The venture capital industry is applauding the $500 million earmarked for VC investment in Thursday’s federal budget.

The federal government proposed to devote $400 million to help increase private sector investments in early-stage risk capital, and to support the creation of large-scale venture capital funds led by the private sector. It also promised $100 million for the Business Development Bank of Canada to support its venture capital activities.

The budget says the $400 million allocation “will increase the amount of funding available for growth-oriented innovative firms while focusing resources on those that are likeliest to become global leaders.”

The budget doesn’t spell out exactly how the funds will be dispensed, instead, indicating that, “In the coming months, the government will consider how to structure its support in order to incent private sector investments and management of seed and large-scale venture capital funds.”

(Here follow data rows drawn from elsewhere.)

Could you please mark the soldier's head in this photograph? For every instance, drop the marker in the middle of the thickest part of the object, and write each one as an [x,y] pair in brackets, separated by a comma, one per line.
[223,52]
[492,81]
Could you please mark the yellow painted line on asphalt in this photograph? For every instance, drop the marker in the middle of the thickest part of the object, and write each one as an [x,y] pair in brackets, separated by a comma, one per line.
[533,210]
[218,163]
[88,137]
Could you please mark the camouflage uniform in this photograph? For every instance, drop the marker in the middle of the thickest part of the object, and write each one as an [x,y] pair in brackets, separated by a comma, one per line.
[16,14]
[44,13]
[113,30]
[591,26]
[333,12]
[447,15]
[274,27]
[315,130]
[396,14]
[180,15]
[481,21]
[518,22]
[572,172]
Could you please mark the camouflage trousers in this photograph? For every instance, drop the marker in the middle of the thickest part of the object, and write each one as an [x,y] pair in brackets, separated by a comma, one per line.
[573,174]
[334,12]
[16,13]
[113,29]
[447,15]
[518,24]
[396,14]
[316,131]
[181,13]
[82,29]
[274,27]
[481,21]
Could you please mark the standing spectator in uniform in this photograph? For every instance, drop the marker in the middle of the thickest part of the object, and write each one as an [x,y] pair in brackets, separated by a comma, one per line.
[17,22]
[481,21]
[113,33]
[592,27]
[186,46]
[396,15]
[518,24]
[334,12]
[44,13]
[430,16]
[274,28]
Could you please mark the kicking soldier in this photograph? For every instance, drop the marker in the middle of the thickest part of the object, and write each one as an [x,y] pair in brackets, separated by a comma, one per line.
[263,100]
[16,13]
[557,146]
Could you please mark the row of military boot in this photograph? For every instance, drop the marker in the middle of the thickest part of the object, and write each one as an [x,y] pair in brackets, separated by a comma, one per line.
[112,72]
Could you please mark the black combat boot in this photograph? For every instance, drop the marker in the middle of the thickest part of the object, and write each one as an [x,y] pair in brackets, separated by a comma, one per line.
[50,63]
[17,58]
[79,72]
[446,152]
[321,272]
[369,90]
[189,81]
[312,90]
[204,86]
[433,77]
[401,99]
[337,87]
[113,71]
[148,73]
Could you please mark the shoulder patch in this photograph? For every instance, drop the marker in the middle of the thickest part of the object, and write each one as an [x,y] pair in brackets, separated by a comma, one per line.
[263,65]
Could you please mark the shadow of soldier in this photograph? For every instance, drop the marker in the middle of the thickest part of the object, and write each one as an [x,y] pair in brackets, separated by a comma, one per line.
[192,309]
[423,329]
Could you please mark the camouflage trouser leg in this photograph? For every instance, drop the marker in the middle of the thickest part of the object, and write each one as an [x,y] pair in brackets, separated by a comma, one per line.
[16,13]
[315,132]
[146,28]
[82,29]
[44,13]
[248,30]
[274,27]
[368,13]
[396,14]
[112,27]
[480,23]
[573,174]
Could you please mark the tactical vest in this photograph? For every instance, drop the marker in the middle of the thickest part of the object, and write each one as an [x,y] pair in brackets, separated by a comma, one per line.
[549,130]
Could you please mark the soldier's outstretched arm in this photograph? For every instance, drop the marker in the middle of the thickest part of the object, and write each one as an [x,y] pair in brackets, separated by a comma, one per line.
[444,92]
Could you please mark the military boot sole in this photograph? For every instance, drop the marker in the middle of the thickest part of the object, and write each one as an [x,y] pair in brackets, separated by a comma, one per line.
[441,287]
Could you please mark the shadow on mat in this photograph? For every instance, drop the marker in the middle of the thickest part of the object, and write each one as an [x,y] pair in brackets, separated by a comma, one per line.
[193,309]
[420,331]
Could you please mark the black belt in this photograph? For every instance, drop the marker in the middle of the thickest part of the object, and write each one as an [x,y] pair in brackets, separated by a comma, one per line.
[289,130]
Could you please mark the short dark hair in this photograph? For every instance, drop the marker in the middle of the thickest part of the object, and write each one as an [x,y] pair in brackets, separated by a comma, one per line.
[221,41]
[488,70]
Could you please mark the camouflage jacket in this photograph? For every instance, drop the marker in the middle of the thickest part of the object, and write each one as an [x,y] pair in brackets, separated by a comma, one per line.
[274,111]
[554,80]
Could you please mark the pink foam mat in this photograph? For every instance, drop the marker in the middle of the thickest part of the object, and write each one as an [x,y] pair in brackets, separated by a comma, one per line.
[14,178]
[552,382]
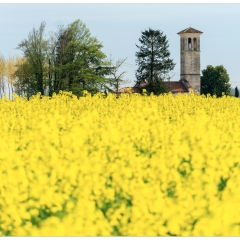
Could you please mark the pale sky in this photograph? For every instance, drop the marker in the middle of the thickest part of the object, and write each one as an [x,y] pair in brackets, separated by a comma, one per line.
[118,27]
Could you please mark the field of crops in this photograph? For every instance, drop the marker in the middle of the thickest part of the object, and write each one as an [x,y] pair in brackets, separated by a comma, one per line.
[131,166]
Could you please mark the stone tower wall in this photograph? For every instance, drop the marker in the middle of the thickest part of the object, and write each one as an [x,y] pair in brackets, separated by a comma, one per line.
[190,59]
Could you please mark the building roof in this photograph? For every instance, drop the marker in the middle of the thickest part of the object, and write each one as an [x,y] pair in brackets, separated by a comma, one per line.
[190,30]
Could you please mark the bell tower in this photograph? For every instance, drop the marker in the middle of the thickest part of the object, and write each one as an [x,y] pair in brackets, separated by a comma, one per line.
[190,57]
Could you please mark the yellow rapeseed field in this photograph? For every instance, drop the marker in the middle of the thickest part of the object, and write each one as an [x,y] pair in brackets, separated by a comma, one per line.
[132,166]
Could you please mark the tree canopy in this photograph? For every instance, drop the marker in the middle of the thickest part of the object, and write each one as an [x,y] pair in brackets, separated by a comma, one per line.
[215,81]
[153,60]
[70,59]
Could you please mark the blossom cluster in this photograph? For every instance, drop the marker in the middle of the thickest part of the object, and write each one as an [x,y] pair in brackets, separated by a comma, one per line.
[133,165]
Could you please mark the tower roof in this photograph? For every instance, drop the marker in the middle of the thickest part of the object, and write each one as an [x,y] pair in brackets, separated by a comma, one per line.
[190,30]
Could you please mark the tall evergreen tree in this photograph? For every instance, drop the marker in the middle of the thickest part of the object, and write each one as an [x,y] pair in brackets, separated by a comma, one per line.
[153,60]
[215,81]
[35,50]
[78,57]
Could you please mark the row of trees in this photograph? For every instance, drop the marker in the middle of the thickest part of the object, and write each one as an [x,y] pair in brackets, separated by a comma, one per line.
[69,59]
[72,60]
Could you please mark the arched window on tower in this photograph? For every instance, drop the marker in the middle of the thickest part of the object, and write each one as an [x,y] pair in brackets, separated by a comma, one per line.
[195,44]
[189,43]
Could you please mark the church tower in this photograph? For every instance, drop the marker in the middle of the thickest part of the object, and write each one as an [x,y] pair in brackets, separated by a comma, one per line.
[190,57]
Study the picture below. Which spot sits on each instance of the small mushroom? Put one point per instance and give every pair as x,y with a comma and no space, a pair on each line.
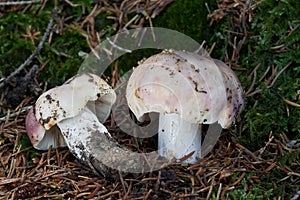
187,90
84,94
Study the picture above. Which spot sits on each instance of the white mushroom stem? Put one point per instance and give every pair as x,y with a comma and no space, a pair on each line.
178,138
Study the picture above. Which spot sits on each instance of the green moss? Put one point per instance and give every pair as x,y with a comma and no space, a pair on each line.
188,17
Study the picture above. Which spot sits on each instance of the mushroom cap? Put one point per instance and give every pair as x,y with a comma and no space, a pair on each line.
191,85
234,94
69,99
41,138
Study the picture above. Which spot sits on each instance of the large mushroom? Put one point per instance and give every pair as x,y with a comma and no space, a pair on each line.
53,119
187,90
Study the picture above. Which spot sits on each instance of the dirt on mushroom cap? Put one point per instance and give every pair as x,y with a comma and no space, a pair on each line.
178,82
68,100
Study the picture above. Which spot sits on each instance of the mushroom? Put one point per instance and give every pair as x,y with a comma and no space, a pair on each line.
187,90
71,114
48,123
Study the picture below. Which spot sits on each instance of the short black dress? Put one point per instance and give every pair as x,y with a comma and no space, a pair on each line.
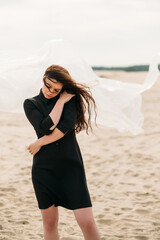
58,173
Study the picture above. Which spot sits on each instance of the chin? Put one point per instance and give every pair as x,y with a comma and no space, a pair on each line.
50,96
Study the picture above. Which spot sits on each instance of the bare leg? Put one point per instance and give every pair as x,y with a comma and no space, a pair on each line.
50,223
85,219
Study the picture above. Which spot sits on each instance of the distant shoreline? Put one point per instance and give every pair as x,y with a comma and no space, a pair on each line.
134,68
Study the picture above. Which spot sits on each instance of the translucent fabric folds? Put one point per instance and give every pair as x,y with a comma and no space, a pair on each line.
118,103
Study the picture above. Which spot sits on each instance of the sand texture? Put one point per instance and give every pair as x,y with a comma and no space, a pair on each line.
123,175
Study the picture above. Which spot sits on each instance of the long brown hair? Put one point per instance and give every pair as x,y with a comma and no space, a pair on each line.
71,86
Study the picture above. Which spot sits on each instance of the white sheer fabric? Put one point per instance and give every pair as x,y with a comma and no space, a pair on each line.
119,103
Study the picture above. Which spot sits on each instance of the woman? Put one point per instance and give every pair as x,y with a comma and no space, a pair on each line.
58,173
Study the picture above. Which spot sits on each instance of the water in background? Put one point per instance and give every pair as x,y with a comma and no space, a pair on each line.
119,103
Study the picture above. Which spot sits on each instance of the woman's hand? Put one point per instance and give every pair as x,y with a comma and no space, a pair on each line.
66,96
34,147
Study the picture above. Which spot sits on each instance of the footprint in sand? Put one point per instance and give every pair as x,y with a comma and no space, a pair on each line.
105,221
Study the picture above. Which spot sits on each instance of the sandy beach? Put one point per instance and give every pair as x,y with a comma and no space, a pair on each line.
122,170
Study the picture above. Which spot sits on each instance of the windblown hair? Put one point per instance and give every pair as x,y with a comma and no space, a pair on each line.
71,86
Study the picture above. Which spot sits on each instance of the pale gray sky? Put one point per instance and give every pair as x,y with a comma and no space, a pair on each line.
107,32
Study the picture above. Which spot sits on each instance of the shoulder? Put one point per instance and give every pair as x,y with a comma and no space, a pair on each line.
29,102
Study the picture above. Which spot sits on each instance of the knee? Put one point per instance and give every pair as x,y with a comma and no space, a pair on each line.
87,224
50,224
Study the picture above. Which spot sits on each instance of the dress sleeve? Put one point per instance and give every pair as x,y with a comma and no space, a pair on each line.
68,117
39,122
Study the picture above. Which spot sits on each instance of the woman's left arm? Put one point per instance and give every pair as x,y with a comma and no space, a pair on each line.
36,146
66,123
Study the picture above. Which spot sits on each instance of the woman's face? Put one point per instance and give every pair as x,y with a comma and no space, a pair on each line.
51,88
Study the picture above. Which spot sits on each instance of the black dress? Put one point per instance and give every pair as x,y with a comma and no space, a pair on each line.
58,173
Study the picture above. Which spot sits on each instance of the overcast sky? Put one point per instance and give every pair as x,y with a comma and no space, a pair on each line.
107,32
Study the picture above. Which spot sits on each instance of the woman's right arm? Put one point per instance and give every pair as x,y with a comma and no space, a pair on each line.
56,112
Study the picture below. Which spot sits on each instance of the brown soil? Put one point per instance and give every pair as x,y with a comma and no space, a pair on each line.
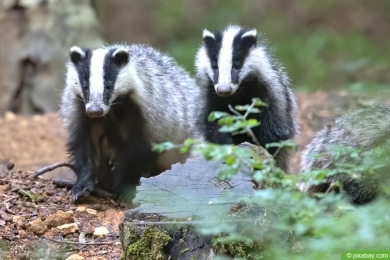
26,204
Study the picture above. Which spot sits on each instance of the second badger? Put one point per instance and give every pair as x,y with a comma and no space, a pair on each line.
234,66
117,101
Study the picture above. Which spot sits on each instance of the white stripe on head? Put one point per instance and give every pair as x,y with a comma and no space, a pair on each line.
72,79
207,33
251,33
96,79
225,58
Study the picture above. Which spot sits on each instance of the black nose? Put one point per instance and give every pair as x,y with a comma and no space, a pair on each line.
95,111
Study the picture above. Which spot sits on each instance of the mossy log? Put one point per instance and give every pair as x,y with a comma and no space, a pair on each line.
171,206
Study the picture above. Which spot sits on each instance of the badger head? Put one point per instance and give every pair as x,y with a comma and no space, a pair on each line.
227,58
98,77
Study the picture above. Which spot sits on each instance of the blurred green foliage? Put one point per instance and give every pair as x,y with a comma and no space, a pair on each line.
322,44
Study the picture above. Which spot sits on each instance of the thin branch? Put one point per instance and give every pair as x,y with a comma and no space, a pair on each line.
234,111
9,199
52,167
252,135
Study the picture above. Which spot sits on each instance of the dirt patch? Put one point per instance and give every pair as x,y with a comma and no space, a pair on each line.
26,204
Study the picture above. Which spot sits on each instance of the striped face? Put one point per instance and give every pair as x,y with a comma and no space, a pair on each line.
94,74
223,57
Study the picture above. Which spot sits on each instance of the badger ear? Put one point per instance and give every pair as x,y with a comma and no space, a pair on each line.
120,56
76,54
208,37
249,38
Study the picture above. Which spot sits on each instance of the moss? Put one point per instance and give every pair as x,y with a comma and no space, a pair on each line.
148,245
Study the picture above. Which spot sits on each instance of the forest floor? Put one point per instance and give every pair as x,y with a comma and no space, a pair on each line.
33,211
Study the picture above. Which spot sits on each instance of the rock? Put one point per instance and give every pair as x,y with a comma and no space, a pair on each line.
171,206
59,218
35,39
37,226
19,221
81,209
100,232
66,229
5,216
91,211
75,257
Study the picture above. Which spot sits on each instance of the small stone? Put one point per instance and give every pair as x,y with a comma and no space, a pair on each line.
100,232
68,229
59,218
75,257
9,116
81,208
19,221
5,216
91,211
37,226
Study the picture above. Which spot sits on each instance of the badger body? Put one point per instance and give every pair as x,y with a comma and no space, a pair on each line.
233,67
364,130
117,101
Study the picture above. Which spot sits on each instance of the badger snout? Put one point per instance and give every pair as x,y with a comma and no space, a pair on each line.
95,110
226,89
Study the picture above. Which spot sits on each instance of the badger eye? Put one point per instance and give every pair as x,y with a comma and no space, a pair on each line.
214,65
237,65
109,86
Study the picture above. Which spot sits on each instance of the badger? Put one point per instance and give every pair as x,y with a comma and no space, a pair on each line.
363,130
234,66
118,100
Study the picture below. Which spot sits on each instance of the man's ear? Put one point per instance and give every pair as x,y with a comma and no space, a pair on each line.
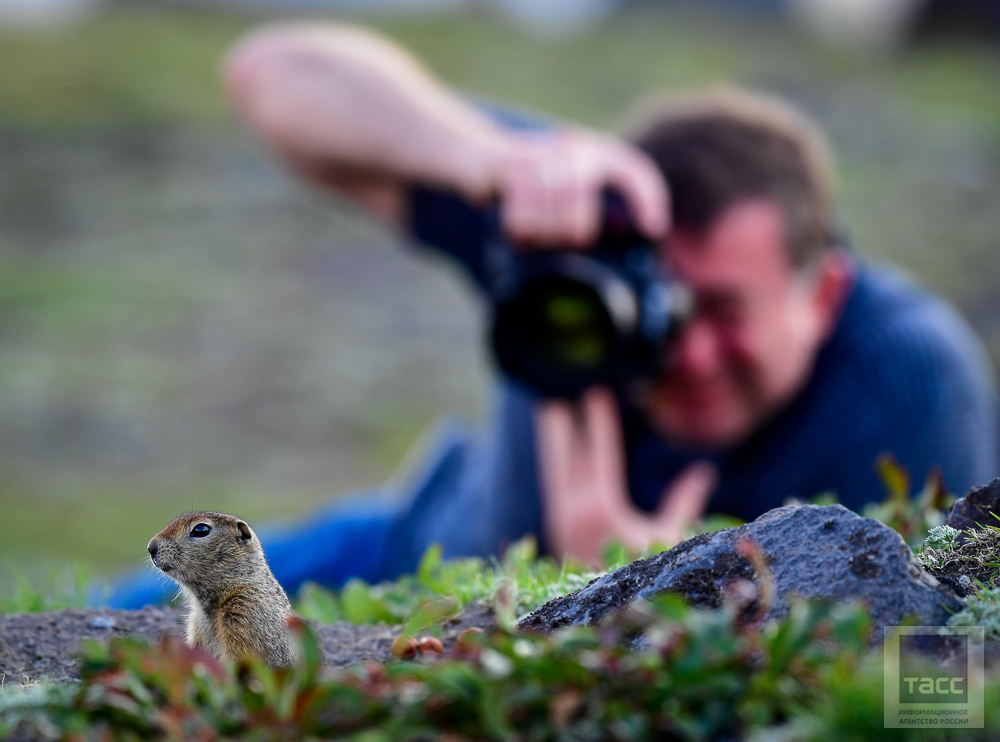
834,278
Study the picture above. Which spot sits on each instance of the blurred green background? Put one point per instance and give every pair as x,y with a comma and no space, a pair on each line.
182,326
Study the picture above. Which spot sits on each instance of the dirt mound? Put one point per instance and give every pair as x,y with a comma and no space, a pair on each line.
37,645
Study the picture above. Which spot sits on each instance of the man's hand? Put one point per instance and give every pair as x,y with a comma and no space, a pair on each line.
584,492
550,187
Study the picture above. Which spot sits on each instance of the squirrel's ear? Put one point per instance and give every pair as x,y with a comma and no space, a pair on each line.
246,535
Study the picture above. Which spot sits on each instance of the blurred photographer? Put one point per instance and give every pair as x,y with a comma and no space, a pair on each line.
797,367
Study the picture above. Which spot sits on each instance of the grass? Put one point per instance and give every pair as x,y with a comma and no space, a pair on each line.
139,68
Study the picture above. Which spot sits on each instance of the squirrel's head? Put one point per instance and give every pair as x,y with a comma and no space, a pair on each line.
208,553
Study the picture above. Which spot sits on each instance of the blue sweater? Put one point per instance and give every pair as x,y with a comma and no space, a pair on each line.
902,373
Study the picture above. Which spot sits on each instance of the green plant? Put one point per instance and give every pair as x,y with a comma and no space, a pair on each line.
58,591
912,516
697,675
517,584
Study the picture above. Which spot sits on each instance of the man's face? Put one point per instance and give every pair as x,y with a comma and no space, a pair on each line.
750,345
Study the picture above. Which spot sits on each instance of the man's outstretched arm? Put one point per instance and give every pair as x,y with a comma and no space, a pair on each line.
351,110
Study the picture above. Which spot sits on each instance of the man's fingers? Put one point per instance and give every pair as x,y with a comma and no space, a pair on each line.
686,497
604,440
645,192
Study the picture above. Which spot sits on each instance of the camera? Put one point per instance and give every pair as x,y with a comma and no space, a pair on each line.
567,319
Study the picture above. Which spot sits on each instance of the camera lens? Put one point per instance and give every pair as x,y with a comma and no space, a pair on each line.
565,324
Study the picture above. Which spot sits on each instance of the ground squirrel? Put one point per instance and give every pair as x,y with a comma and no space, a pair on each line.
237,608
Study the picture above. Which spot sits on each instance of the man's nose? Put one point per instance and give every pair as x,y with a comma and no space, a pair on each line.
697,348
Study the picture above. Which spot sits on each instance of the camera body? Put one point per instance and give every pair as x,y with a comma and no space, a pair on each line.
566,319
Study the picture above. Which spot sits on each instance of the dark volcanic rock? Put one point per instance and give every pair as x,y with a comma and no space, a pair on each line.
823,552
977,507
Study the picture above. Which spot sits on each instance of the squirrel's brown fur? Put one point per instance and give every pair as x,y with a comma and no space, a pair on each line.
236,606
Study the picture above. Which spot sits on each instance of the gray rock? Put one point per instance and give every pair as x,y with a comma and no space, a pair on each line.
815,551
977,507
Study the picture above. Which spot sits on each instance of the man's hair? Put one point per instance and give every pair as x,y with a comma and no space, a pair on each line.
725,146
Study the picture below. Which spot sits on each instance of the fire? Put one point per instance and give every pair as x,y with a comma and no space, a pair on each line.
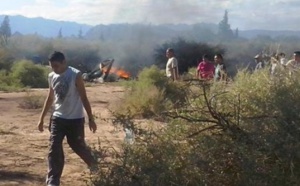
119,72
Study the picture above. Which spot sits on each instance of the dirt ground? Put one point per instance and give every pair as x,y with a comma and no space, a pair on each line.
23,149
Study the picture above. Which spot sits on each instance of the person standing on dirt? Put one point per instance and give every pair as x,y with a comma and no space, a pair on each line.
205,69
172,65
294,65
67,92
220,70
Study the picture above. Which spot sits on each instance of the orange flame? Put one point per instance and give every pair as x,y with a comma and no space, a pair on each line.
119,72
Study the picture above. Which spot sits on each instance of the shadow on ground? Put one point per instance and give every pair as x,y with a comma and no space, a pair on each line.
18,176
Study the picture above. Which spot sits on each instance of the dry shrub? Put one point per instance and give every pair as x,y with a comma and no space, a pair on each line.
151,95
245,133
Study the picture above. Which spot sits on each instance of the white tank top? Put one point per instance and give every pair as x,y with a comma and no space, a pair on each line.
67,102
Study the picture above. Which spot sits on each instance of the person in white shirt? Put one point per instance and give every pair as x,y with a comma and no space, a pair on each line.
172,65
68,96
294,64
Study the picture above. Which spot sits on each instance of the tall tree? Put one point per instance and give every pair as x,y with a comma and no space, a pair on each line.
236,34
225,31
59,35
80,33
5,31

On Friday, Canada’s Venture Capital and Private Equity Association congratulated the federal government for these measures. “In particular, we were pleased to see that the federal government has taken decisive action to address the acute shortage of venture capital by committing $500 million to the industry,” says Gregory Smith, president of the CVCA and managing partner of Brookfield Financial.

“We look forward to working with the federal government in determining how best to structure its support in the months ahead,” added Smith.

The CVCA also noted that there are other aspects of the budget that will help grow the tech sectors of the economy, and that it proposed changes to the Scientific Research and Experimental Development tax incentive program, which provided more than $3.6 billion in tax assistance to R&D in 2011.

The budget proposed a number of measures designed to streamline and improve the SR&ED tax incentive program, which, it says, are intended to simplify the program, and better align the tax credits received with actual business expenditures on R&D projects. They would also reduce the general tax credit rate from 20% to 15% in 2014 in recognition of recent reductions in overall corporate tax rates which had made the tax credit relatively more generous.

Implementing changes to the administration of the program will cost $4 million in 2012–2013, and $2 million in 2013–2014. The budget says the savings generated by those actions will be invested in “direct support programs that will reinforce business innovation in Canada.”

“We are pleased that the federal government has opted to keep the structure of the SR & ED program largely intact. We do support making the program more effective and will be examining the proposed modifications closely,” said the CVCA’s Smith.